On 11/30/2014 11:12 AM, Federico Leva (Nemo) wrote:
Anyway, please inform the European Central Bank of
your findings, I'm
sure they'll be interested in hearing them. Currently their website
seems unaware of such fraud possibilities and contains statements such
as «Sensitive data payment: Data which could be used to carry out
fraud, excluding the name of the account owner and the account number».
<https://www.ecb.europa.eu/pub/pdf/other/pubconsultationoutcome201405securitypaymentaccountaccessservicesen.pdf>
I'm not sure why you would conclude they are unaware of a possible form
for fraud just because they don't specifically identify it on their
website. At any rate, I suspect you may be misunderstanding the
definition of "sensitive payment data" (the actual term from the linked
document, which was somehow transposed above).

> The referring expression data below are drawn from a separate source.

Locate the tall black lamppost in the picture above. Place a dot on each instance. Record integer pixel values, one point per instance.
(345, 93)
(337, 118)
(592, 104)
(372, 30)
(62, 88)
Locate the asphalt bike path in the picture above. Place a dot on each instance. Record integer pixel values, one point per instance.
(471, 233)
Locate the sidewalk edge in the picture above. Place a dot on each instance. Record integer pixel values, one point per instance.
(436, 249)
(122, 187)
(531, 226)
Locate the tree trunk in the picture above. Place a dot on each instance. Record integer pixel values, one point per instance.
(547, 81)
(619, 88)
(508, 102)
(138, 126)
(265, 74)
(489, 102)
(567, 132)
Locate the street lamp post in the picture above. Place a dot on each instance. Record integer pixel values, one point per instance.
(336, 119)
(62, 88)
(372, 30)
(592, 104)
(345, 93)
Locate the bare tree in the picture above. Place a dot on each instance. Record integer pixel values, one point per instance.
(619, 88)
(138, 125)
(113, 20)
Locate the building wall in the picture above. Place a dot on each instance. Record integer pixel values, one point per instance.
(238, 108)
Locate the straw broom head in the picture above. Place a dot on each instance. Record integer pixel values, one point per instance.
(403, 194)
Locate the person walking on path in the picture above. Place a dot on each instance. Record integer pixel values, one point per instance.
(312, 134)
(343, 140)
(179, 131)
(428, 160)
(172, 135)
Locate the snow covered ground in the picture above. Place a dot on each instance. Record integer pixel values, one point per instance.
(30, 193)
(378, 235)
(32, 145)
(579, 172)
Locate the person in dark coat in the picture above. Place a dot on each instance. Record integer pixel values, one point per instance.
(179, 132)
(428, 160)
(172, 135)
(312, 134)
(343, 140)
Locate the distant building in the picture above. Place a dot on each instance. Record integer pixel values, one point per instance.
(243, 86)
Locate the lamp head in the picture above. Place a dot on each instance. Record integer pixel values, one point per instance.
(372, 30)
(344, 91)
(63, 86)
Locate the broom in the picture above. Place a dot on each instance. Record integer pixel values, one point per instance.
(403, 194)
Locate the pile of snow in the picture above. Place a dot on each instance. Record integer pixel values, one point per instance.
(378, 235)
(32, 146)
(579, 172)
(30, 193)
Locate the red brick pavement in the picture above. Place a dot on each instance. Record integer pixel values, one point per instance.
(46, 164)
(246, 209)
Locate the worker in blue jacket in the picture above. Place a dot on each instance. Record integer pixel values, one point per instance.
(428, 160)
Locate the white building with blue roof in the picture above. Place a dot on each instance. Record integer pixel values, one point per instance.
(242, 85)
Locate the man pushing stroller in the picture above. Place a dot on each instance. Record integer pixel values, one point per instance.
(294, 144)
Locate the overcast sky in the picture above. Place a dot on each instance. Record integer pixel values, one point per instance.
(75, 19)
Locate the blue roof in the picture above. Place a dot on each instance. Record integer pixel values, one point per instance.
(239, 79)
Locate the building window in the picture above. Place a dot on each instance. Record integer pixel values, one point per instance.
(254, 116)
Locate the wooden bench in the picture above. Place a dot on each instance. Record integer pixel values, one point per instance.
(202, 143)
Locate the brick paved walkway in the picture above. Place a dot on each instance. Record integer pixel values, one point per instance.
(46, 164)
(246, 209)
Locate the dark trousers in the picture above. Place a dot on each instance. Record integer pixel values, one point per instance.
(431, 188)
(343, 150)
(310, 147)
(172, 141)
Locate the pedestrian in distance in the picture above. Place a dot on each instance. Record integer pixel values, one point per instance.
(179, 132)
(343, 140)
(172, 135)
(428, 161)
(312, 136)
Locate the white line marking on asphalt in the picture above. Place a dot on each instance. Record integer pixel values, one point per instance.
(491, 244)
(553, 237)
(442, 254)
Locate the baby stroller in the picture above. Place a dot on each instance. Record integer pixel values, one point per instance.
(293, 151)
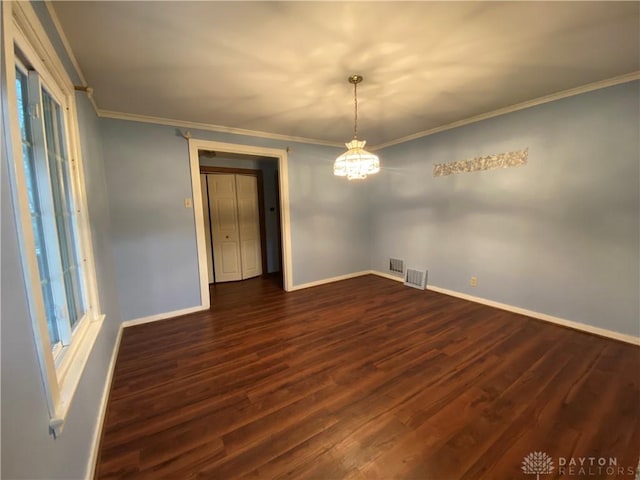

To my reading, that looks like an attempt to create a precise technical
definition for the purposes of the report, so that whenever the term was
used it would always mean the same thing. I don't think it's claiming
that the name of the account owner and the account number are not in the
larger class of "data which could be used to carry out fraud". Rather,
because these are nearly essential to transactions being possible at
all, I believe the language is attempting to exclude them from the
restrictions that the report recommends for all other data which meets
the definition of "sensitive payment data".